To tackle climate change Europe needs to embrace high-speed rail

During the last decade of perma-crisis in Europe, we started to believe in our own impending demise. Suddenly there was money for nothing, China was chomping at our heels and our demographics were catastrophic. All that was left was a long, slow inevitable decline into global insignificance. Fast forward to 2019 and a similar vista appears, this time with the added bonus of catastrophic climate change.  Now Europe teeters on the brink of another economic downturn.

These challenges, while serious and real, can be addressed by a long-term policy reorientation. But to adequately respond to the issue of climate change and to effectively project European interests on a global stage Europe must combat the one issue which is its biggest impediment. Europe needs to remember that thinking big isn’t a crime. Europe needs to understand that investing for the long term is a vital part of economic planning.

Take the environment. The airline industry is one of the largest sources of global Co2 emissions. Yet, notwithstanding the relative proximity of many of Europe’s main urban centres, high-speed rail in Europe remains “an ineffective patchwork of lines without a realistic long-term plan”. EU funding of 23.7 billion euro in co-funding for high-speed lines since 2000 is minuscule when compared to support levels for other transport modes. At a European level, the overall picture remains one of isolated national systems and incomplete domestic programmes.
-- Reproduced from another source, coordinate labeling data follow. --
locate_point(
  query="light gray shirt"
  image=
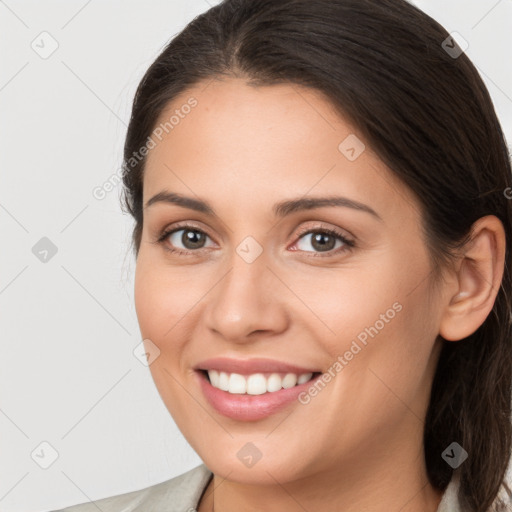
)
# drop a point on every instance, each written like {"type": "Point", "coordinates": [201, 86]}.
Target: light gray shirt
{"type": "Point", "coordinates": [183, 493]}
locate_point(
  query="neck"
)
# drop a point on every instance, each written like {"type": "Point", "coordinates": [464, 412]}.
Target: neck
{"type": "Point", "coordinates": [406, 490]}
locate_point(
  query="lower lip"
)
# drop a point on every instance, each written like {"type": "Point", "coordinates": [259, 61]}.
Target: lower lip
{"type": "Point", "coordinates": [250, 407]}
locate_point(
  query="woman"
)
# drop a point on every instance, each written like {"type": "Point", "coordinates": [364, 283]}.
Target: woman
{"type": "Point", "coordinates": [323, 243]}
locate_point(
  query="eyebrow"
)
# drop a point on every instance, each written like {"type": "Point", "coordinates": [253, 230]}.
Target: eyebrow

Yet, the environmental benefits of high-speed rail are obvious. The development of high-speed networks in France, and more recently in Italy and Spain, have significantly reduced domestic air travel and resulted in reliable transport links between many major cities. Cross-border services – most notably the Eurostar connecting London to Paris/Brussels and Thalys linking Paris to Amsterdam (via Brussels) have become important transport arteries.

So why then the implied reluctance – at both a national and European level – to place high-speed rail at the centre of the EU response to fighting climate change? One reason is the economics of high-speed rail. Such developments are, by their very nature, expensive to construct,  the time taken for such lines to become operational can be substantial (often a decade or more) and during this time they are constantly being subjected to negative media and economic analyses.

China built a comprehensive high-speed rail network in little more than a decade. 

Consider both the proposed Lyon-Turin and London-Birmingham (HS2) rail links. The considerable opprobrium heaped on these projects relates mostly to cost. Unrealistic initial budgets (often required to gain political support for commencement) are used by opponents as an economic basis for seeking to halt the project.  But cost-benefit analyses are, by their very nature, only based on a set of quantitative assumptions regarding issues such as construction costs and passenger numbers. 

The traditional economic analysis ignores wider societal and environmental benefits. In addition, both of these projects also seek to achieve important strategic economic objectives in terms of improving cross border mobility (Lyon-Turin) and tacking increasing regional inequalities (London-Birmingham).

Often expensive (and they are very expensive) high-speed rail projects find it difficult to attract consistent political support. Welded to an election cycle governments find it difficult to coherently develop plans for high-speed rail lines that may take decades to become fully operational. This equates, in many politicians eyes, to decades of considerable government spending without any discernible impact on their re-election prospects.

China built a comprehensive high-speed rail network in little more than a decade. In Europe, proposals for new, or even for upgraded lines, can languish for decades in planning hell.

To counter this reality, the EU should be the perfect mechanism for ensuring consistent financial support for these long term investment projects. The EU should significantly increase co-funding for an earmarked list of strategic priority projects. For example, the approximate 500km distance between Berlin and Munich still takes a minimum of 4 hours to complete by rail.

Likewise, the 400km trip between Brussels and Frankfurt requires a journey time in excess of 3 hours. These train journey times are not sufficient to alter many passengers travel habits regarding short-hop airline flights. Up to 8-10 flights still leave Brussels for Frankfurt (and vice versa) on a daily basis. 

Given the current climate crisis, and Europe’s wish to lead the response, this situation is clearly unsustainable. Tackling climate change is a very expensive business. Europe needs to hop aboard this high-speed train before it leaves the station.